PDF(Pubmed)
Abstract:
Given the pivotal role of neuronal populations in various biological processes, assessing their collective output is crucial for understanding the nervous system\'s complex functions. Building on our prior development of a spiral scanning mechanism for the rapid acquisition of Raman spectra from single cells and incorporating machine learning for label-free evaluation of cell states, we investigated whether the Paint Raman Express Spectroscopy System (PRESS) can assess neuronal activities. We tested this hypothesis by examining the chemical responses of glutamatergic neurons as individual neurons and autonomic neuron ganglia as neuronal populations derived from human-induced pluripotent stem cells. The PRESS successfully acquired Raman spectra from both individual neurons and ganglia within a few seconds, achieving a signal-to-noise ratio sufficient for detailed analysis.
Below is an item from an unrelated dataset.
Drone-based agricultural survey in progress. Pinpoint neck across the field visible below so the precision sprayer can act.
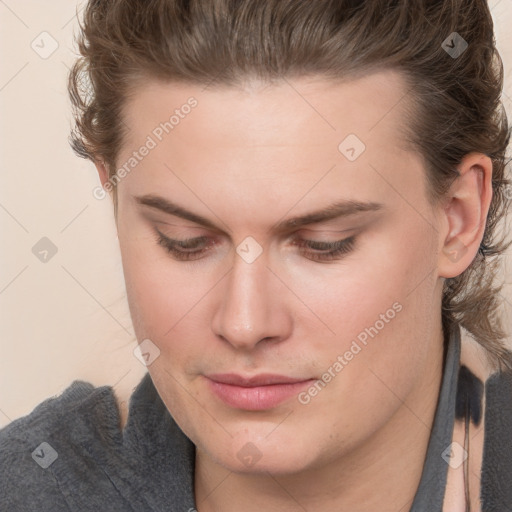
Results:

To evaluate the ligand responsiveness of the induced neurons and ganglia, the Raman spectra were subjected to principal component and partial least squares discriminant analyses. The PRESS detected neuronal activity in response to glutamate and nicotine, which were absent in the absence of calcium. Additionally, the PRESS induced dose-dependent neuronal activity changes. These findings underscore the capability of the PRESS to assess individual neuronal activity and elucidate neuronal population dynamics and pharmacological responses, heralding new opportunities for drug discovery and regenerative medicine advancement.
摘要:
鉴于神经元群体在各种生物过程中的关键作用,评估他们的集体输出对于理解神经系统的复杂功能至关重要。基于我们先前开发的螺旋扫描机制,用于从单细胞快速获取拉曼光谱,并结合机器学习用于无标签评估细胞状态,我们调查了PaintRamanExpress光谱系统(PRESS)是否可以评估神经元活动。我们通过检查谷氨酸能神经元作为单个神经元和自主神经神经节作为源自人诱导的多能干细胞的神经元群体的化学反应来检验这一假设。PRESS在几秒钟内成功获得了单个神经元和神经节的拉曼光谱,实现足够详细分析的信噪比。为了评估诱导神经元和神经节的配体反应性,拉曼光谱进行了主成分和偏最小二乘判别分析。PRESS检测到神经元对谷氨酸和尼古丁的反应,在没有钙的情况下不存在。此外,PRESS诱导的剂量依赖性神经元活动变化。这些发现强调了PRESS评估个体神经元活动和阐明神经元种群动态和药理学反应的能力。预示着药物发现和再生医学发展的新机会。